Una gioia che aveva paura a chiamare per nome.
In meno di un’ora, via dei Pioppi era irriconoscibile.
Davanti alla casa di Amina, i “Fratelli del Vento” avevano creato una specie di cantiere perfettamente organizzato.
C’era la “squadra cucina”, la “squadra muri”, la “squadra impianti”, la “squadra sala”.
Qualcuno aveva steso un lungo cavo e collegato un piccolo generatore, così da avere elettricità stabile anche se la rete del quartiere faceva ancora le bizze.
Le telecamere di una tv locale erano arrivate, attirate dalle foto e dai video che alcuni motociclisti avevano pubblicato sui social nelle ore precedenti.
Giornalisti si aggiravano tra le moto, cercando di capire cosa stesse succedendo.
— Non ci credo — sussurrò un vicino, uscendo sul balcone. — La nostra via in televisione…
Amina si ritrovò al centro di un vortice.
Ogni cinque minuti qualcuno le chiedeva un parere su colori, disposizione dei tavoli, grandezza del bancone.
— Tu devi solo dirci se ti piace o no — ripeteva Sara. — Al resto pensiamo noi.
Tra la folla, Amina vide una figura familiare, ferma un po’ in disparte: Marta.
La donna avanzava piano, appoggiandosi leggermente al corrimano, gli occhi lucidi e curiosi.
— Marta! — la chiamò Amina. — Venga, si avvicini.

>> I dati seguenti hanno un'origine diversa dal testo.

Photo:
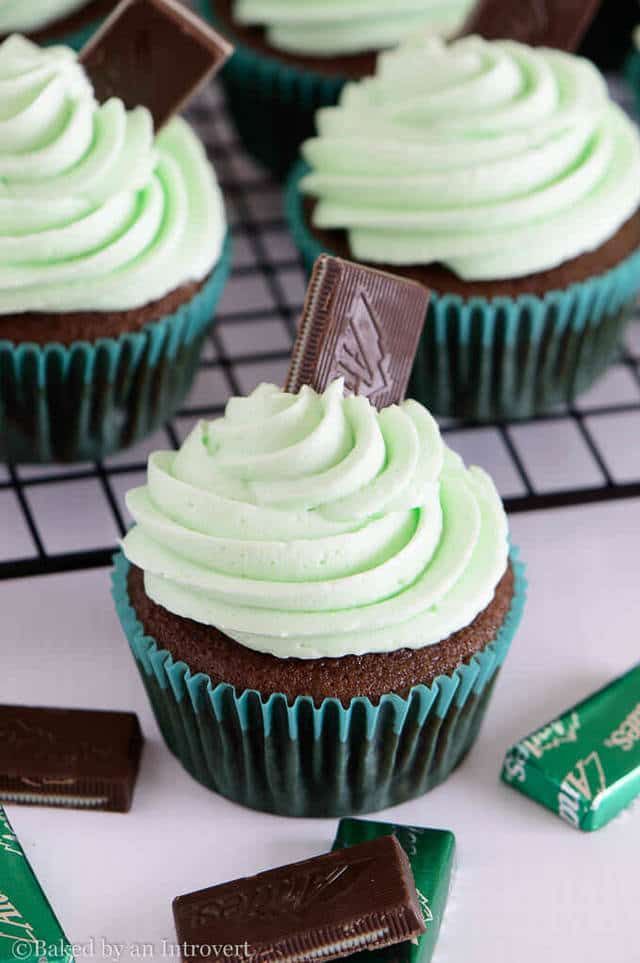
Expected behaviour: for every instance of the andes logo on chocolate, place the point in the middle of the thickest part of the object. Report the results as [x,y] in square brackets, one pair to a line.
[291,894]
[361,358]
[41,744]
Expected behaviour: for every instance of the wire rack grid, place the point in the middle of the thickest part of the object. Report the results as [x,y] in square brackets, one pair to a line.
[65,518]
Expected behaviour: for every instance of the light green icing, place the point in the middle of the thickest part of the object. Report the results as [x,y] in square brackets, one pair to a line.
[495,159]
[94,213]
[330,27]
[28,15]
[312,525]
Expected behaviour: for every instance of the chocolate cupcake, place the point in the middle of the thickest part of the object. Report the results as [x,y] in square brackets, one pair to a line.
[318,597]
[294,57]
[113,254]
[505,179]
[70,22]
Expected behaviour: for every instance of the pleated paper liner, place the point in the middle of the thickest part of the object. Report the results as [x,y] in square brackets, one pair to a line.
[301,759]
[89,399]
[507,358]
[273,104]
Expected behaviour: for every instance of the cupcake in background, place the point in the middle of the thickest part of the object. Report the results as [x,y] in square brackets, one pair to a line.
[318,597]
[503,178]
[632,67]
[70,22]
[294,56]
[112,258]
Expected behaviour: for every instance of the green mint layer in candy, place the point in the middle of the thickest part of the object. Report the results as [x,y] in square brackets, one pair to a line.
[29,929]
[430,853]
[585,765]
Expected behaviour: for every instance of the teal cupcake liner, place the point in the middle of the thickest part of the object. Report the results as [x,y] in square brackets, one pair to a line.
[272,103]
[507,358]
[86,400]
[632,74]
[302,759]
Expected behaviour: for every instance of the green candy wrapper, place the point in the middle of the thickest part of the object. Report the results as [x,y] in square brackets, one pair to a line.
[296,758]
[585,765]
[29,929]
[272,103]
[431,854]
[508,358]
[86,400]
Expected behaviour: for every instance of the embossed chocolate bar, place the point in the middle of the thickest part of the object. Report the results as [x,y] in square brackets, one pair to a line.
[359,898]
[539,23]
[154,53]
[359,324]
[431,855]
[77,758]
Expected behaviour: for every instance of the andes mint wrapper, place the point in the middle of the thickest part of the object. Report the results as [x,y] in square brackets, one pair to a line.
[431,856]
[585,765]
[29,929]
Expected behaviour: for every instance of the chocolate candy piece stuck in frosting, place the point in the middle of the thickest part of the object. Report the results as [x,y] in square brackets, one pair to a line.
[323,908]
[539,23]
[96,214]
[155,54]
[76,758]
[361,325]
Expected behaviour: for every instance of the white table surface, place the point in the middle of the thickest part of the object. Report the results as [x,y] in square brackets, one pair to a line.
[528,888]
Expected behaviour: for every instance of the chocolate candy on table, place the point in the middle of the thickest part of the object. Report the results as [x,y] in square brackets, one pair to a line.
[585,765]
[154,53]
[323,908]
[431,856]
[27,922]
[76,758]
[539,23]
[360,324]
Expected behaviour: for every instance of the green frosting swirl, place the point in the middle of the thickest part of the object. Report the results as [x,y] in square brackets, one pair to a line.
[333,27]
[94,213]
[495,159]
[312,525]
[27,15]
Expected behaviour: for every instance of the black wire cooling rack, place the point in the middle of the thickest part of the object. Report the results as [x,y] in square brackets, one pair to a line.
[63,518]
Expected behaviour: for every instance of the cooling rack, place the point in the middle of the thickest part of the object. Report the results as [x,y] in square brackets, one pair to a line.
[64,518]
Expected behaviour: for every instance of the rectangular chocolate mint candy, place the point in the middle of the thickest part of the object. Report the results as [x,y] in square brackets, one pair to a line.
[155,54]
[78,758]
[539,23]
[584,765]
[358,324]
[431,856]
[29,929]
[323,908]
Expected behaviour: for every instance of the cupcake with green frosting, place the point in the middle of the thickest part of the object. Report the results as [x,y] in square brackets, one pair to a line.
[319,598]
[54,21]
[113,254]
[294,56]
[506,180]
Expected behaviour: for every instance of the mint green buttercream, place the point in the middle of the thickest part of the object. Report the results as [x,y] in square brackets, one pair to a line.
[312,525]
[496,159]
[95,214]
[27,15]
[329,27]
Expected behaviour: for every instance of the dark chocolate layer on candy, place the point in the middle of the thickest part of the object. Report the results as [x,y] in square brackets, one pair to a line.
[77,758]
[539,23]
[360,324]
[154,53]
[363,897]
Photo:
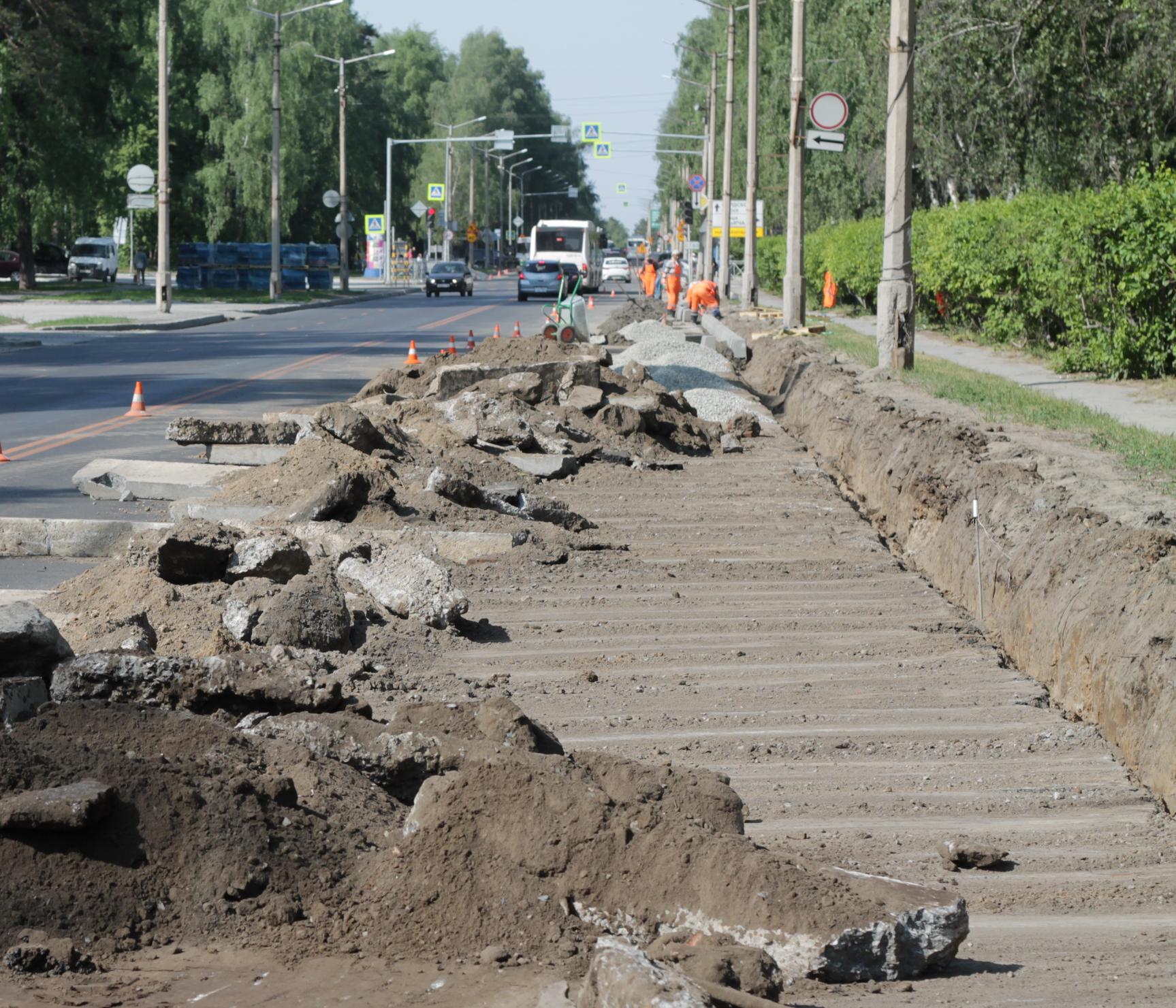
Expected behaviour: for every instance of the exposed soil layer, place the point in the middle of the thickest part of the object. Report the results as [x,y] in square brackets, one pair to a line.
[1081,600]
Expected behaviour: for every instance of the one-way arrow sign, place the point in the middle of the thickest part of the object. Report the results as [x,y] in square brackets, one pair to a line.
[820,140]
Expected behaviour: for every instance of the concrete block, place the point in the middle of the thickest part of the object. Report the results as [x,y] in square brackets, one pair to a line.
[20,697]
[217,513]
[134,480]
[245,454]
[543,467]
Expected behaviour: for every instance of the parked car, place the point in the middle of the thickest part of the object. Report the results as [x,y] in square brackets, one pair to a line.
[10,265]
[618,268]
[449,276]
[50,259]
[97,259]
[540,278]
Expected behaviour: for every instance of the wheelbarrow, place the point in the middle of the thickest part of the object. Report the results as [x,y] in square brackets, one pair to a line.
[567,319]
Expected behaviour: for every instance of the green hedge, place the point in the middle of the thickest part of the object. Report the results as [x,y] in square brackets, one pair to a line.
[1090,274]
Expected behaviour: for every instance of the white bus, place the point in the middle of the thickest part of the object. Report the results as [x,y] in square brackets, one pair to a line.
[571,241]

Non avrebbe idea di quello che sta succedendo senza che lei…
Si fermò a metà frase.
Marta non la stava guardando.
Guardava oltre, verso Daniele, che in quel momento usciva di casa con una scatola di attrezzi in mano e la gamba ancora fasciata.

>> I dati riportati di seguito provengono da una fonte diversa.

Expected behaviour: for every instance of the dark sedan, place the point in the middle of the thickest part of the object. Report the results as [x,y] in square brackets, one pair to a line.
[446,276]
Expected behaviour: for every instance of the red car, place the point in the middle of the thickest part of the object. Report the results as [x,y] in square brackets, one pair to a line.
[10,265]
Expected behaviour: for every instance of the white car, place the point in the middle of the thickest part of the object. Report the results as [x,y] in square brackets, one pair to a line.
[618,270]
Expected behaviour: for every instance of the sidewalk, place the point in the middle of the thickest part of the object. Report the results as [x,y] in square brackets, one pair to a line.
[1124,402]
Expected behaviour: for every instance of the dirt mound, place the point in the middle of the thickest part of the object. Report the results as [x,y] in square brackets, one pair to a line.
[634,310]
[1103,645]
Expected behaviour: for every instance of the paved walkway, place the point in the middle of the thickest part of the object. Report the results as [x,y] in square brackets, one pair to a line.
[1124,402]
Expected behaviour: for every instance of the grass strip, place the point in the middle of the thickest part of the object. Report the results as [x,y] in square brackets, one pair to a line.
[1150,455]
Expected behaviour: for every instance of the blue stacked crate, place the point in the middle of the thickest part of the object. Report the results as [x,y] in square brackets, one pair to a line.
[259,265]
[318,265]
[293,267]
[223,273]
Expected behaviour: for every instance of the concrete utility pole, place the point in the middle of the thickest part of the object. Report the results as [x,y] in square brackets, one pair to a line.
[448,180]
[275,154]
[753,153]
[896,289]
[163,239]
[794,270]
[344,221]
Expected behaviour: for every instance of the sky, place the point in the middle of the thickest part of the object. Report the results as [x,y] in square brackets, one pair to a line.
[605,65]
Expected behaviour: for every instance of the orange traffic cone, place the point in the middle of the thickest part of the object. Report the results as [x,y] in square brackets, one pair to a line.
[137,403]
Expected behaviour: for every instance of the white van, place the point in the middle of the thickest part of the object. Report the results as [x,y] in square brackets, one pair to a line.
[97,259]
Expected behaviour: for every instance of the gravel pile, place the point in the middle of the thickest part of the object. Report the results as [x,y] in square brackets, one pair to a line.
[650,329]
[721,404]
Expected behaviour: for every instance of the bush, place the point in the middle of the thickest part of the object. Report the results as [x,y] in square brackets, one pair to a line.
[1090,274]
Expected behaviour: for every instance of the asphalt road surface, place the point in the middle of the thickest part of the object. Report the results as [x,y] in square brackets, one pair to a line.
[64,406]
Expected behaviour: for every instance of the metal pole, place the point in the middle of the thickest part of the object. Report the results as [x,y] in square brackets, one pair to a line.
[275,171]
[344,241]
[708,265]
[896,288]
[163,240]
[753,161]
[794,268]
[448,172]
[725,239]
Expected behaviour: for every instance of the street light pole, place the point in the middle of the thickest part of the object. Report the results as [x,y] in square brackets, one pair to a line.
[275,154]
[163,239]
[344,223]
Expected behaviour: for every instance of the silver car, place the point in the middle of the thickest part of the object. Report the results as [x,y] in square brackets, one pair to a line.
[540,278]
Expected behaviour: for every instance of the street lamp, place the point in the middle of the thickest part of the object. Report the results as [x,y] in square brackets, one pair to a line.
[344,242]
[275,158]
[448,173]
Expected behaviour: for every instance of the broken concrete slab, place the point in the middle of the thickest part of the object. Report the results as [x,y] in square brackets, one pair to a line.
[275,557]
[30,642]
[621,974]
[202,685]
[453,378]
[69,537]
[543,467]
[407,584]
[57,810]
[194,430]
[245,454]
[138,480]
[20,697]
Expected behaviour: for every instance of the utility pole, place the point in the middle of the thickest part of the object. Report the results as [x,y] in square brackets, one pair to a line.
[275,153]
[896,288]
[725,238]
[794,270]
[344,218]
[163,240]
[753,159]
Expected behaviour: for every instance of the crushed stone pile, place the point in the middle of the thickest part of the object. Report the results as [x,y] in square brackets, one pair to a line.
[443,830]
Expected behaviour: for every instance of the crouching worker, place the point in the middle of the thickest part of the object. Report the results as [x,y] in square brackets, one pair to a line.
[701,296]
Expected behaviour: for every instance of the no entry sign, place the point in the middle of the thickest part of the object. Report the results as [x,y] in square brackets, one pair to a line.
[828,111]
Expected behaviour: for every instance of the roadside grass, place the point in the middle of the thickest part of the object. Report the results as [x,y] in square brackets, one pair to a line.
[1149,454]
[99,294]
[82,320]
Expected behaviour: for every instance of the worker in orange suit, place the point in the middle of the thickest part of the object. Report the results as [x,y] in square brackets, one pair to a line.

Indossava un giubbotto senza maniche, sotto il quale si vedeva una collanina d’argento: un ciondolo ovale, con piccoli disegni incisi.
Lo stesso disegno che Amina aveva visto tra le dita di Marta solo pochi giorni prima.
L’anziana si bloccò.
Portò una mano alla bocca.
— No… — sussurrò. — Non può essere…
Il mondo sembrò rallentare.
— Daniele! — chiamò, con una voce che era un misto di speranza e paura. — Ragazzo! Vieni un attimo qui!
Lui si voltò, sorpreso.
Si avvicinò, zoppicando appena.
— Sì, signora? — chiese, rispettoso. — Ci conosciamo?
Marta lo fissò, gli occhi pieni di lacrime.
— Avevi sette anni — disse, la voce che le tremava. — Vivevamo in quelle case vicino al fiume. C’è stato un incendio. C’era tanta gente, urla, fumo. E tu… tu avevi una piccola voglia dietro l’orecchio sinistro, a forma di mezzaluna.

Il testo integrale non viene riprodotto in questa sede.